We burn and burn, and loot and slaughter, but nowhere do we find Ambiorix. Everywhere we go we hear reports - "oh, he was just down in those woods, but now he's fled," "last week he rode through here asking for shelter" - but never spot him ourselves. My men try harder than they should, they make great efforts, knowing how happy it would make me to find him, but still we get no results.

entry Posted by Julius Caesar at 06:05 PM

December 17, 2002

As disappointed as I am that we haven't found Ambiorix, we need not spend any more time in this devastated land. I'm bringing the army to Durocortorum, in the country of the Remi, where a Gallic council will be convened and a few matters settled. Then, if all goes well, the troops will be moved to winter quarters and I'll head back to Italy.

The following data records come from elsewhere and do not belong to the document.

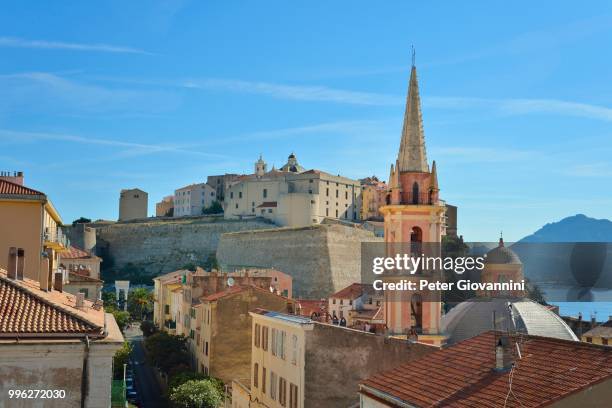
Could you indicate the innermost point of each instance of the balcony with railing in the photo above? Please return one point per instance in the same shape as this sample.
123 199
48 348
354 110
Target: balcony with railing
56 239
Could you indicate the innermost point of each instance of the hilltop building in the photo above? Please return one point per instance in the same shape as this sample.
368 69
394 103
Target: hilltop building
374 193
133 204
496 370
193 199
221 183
82 271
293 196
165 207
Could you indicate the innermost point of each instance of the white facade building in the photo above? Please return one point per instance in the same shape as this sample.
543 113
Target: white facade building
293 196
192 199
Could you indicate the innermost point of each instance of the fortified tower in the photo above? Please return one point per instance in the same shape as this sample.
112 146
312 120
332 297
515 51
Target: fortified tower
414 224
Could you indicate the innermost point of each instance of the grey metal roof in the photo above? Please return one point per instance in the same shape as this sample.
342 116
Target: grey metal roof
475 316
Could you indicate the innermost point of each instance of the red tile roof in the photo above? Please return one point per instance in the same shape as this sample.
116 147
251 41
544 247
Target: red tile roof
75 253
10 188
463 376
267 204
235 289
26 311
310 306
74 277
352 291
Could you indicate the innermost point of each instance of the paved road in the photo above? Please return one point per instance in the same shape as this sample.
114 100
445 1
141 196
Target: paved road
146 384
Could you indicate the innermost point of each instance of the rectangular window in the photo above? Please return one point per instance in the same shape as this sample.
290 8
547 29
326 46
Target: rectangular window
257 335
293 396
273 384
263 380
282 391
294 350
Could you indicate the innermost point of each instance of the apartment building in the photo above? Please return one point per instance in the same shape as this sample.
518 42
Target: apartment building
133 204
374 194
221 183
220 333
51 339
193 199
31 232
297 362
163 301
358 306
165 207
292 196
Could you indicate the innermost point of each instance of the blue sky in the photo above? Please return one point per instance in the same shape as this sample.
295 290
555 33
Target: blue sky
517 99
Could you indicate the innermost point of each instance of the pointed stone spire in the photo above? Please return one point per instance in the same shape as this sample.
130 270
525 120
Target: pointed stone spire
434 177
412 155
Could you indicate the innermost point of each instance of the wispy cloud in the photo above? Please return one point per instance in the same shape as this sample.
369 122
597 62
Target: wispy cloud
482 154
520 106
295 92
125 149
15 42
49 92
599 169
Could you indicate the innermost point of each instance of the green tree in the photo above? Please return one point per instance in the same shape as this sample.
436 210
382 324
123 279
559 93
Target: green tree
148 328
167 352
140 301
215 208
196 394
120 358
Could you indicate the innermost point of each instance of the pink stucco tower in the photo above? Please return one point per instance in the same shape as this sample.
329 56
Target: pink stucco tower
414 219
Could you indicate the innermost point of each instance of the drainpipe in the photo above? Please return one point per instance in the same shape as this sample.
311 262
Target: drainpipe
84 376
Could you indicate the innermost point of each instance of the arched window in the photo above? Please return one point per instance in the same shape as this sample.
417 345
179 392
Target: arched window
416 312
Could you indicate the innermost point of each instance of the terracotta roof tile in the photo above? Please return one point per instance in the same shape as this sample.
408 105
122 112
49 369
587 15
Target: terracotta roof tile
463 376
267 204
74 277
352 291
10 188
75 253
28 311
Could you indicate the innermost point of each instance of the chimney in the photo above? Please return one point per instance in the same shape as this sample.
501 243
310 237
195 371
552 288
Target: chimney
20 263
12 176
12 264
58 282
80 300
503 354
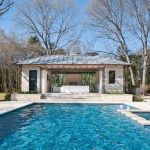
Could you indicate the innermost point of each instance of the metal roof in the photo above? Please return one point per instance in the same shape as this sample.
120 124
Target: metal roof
72 59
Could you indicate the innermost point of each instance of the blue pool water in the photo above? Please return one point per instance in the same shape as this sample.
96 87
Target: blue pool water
145 115
71 127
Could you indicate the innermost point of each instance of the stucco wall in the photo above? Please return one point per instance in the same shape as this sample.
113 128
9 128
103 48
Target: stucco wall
25 77
73 78
119 79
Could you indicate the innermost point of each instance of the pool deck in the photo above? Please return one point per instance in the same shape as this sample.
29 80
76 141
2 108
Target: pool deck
8 106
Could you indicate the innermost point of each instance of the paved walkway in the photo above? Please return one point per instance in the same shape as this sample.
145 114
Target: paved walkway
12 105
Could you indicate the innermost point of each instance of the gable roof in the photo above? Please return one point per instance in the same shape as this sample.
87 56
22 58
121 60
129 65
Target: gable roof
72 59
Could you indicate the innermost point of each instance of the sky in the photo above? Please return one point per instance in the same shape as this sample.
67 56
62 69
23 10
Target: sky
7 24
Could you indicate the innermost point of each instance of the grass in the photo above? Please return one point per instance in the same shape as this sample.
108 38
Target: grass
2 96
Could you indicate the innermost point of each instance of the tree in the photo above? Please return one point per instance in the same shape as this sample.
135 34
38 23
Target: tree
5 6
139 26
33 40
51 21
107 18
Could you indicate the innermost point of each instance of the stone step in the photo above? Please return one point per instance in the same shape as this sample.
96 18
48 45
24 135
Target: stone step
72 96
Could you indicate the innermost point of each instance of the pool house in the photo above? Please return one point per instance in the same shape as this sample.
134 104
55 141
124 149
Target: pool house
73 74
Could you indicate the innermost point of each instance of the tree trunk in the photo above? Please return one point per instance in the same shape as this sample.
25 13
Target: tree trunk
144 72
131 71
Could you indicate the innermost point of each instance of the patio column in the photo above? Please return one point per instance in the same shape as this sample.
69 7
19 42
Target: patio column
100 81
43 81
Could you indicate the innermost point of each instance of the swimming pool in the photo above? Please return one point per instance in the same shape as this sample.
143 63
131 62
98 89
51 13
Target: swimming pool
145 115
71 126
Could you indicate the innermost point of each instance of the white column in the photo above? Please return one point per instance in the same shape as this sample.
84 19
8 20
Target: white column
43 81
100 81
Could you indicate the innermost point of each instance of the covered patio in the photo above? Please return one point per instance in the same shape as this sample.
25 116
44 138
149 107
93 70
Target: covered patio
72 74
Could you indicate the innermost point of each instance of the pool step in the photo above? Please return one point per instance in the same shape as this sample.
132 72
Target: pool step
91 96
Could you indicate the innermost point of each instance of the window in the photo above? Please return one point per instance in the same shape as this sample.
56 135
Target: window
111 77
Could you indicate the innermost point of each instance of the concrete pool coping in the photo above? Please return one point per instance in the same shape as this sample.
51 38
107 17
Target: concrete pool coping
9 106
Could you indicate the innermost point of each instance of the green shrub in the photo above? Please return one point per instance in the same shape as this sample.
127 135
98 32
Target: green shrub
8 97
114 92
137 98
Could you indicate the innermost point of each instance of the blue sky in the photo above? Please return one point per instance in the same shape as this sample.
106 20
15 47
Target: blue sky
7 24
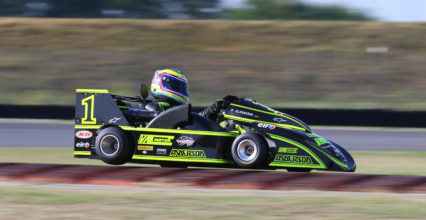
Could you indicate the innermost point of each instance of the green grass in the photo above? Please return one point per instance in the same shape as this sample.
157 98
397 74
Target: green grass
51 202
279 63
104 202
397 163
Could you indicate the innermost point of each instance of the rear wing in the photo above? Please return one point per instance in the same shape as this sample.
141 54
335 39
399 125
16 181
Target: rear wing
97 107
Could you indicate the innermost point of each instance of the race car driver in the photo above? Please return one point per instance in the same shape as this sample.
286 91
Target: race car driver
170 88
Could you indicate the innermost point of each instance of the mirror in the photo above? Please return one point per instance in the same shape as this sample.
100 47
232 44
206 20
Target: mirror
143 91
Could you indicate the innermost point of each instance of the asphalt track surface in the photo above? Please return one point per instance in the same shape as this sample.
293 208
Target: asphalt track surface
45 133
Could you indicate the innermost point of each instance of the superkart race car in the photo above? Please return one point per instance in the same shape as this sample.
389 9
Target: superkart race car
118 129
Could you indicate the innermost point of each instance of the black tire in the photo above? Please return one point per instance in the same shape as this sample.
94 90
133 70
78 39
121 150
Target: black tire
303 170
249 150
113 146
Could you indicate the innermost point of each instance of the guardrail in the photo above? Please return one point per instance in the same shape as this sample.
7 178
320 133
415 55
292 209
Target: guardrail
337 117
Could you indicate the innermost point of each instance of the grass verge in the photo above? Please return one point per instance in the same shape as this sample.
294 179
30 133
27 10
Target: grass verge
117 203
396 163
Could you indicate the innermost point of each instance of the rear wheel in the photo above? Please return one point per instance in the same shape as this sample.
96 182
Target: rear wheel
249 150
113 146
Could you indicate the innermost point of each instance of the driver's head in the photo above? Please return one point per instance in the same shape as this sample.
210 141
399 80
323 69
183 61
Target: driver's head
170 85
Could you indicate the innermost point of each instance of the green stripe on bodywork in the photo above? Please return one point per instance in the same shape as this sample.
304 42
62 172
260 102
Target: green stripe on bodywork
180 131
232 117
87 126
272 113
334 159
320 164
163 130
91 91
83 153
166 158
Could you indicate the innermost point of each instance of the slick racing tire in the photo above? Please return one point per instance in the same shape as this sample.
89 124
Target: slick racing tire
113 146
249 150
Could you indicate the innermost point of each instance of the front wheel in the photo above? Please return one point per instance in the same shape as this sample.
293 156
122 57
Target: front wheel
249 150
113 146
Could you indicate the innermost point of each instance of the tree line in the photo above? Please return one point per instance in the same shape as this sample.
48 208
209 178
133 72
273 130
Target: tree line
177 9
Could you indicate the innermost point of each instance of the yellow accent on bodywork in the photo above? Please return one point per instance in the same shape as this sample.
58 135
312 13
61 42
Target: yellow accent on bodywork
87 126
272 113
180 131
82 153
232 117
91 91
320 164
178 159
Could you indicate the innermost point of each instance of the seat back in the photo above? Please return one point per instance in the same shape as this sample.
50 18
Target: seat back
174 117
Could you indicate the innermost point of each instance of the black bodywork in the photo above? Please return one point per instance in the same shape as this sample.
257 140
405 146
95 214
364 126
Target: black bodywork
180 136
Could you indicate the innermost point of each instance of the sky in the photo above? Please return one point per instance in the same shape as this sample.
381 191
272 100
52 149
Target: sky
383 10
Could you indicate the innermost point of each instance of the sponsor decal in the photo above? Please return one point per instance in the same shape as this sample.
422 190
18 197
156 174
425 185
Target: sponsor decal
185 141
282 158
243 112
321 141
114 120
261 125
185 153
82 144
163 140
84 134
145 147
279 120
161 151
289 150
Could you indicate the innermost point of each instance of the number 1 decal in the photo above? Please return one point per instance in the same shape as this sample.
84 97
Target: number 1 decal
89 108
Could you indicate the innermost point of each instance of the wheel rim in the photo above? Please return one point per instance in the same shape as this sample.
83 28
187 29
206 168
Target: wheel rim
109 145
247 150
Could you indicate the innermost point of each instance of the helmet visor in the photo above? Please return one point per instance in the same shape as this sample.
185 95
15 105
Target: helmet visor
175 84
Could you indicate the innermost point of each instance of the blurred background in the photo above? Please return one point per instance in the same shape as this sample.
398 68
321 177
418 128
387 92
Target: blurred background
285 53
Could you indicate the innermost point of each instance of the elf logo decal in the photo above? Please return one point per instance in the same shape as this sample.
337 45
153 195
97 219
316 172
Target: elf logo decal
289 150
163 140
82 144
145 148
261 125
84 134
279 120
244 112
184 153
281 158
185 140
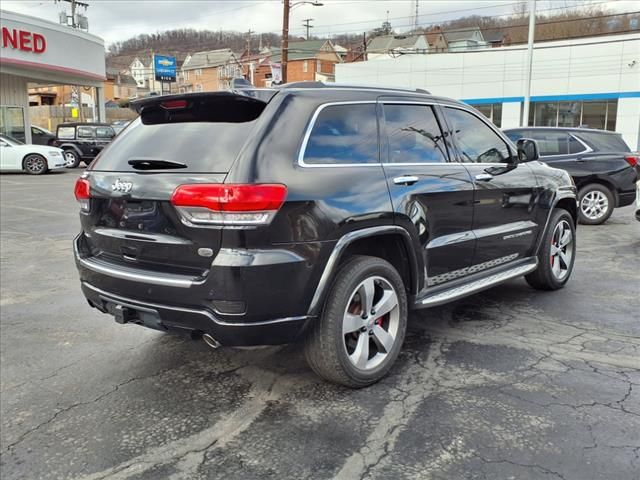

entry Posted by Julius Caesar at 12:02 AM

December 18, 2002

Things are peaceful again in Gaul, so I'm heading home and the army will be quartered as planned.

Needless to say, I'm very disappointed in this year's campaign. We're no longer exploring new territory, we're just fighting to hold what we have. Gaul is a continent of fickle airheads, and I'll be happy to move onto new things.

Unfortunately Rome is a mess and the next few months offer no respite.

entry Posted by Julius Caesar at 12:09 PM

December 21, 2002

In any turbulent time, the observant will find opportunities to advance their position. So I will put pessimism aside. I'll examine the landscape, get my bearings, and then act.

entry Posted by Julius Caesar at 06:57 PM

December 24, 2002

You should be seeing a new design for the front page. Details of more things to come are here - and your input is encouraged.

Seeing as there's some sort of pagan holiday happening at the moment, I may not update again this week.

entry Posted by Julius Caesar at 01:20 AM

December 31, 2002

Dearest Julia,

You joke that the first thing I ask is, "what is he thinking?" But no - what I miss are your thoughts, not his. I wish I had made this clear when I had the chance. I wish you could know my thoughts again. Right now, when my mind turns to powerful, terrible things, I need to know: what would you say? What would you do? What should I do?

entry Posted by Julius Caesar at 09:40 AM

January 07, 2003

Unforseen connection problems are plaguing me at present. Regular updates should resume by the end of the week, if Mercury sees fit...

entry Posted by Julius Caesar at 03:11 PM

January 08, 2003

Mercury smiles, and my connection is restored. Many thanks, god of messages.

The big topic of discussion here in Illyricum is the conscription rally. As I think I mentioned before, Pompey is levying new troops. Of course, we'll all be happy to see public order restored. But many of us have questions, namely: how can soldiers accomplish this? With my supporters in Rome, I've been working to ensure my interests are represented in whatever "New Order" is selected for our republic. I'm cautiously optimistic.

entry Posted by Julius Caesar at 03:02 PM

January 10, 2003

The conscription is broad: all Roman men of military age must be sworn in, even in my provinces. So right now I am seeing to it that Pompey gets his army.

My people in Rome have proposed that Pompey and I both run for the next consular elections. Now, I can't leave Gaul during my governorship, and if I renounced it and went to Rome as a regular citizen to campaign for the consul position, there's a strong chance that certain Senators would have me arrested. But hopefully we'll come to some kind of arrangement.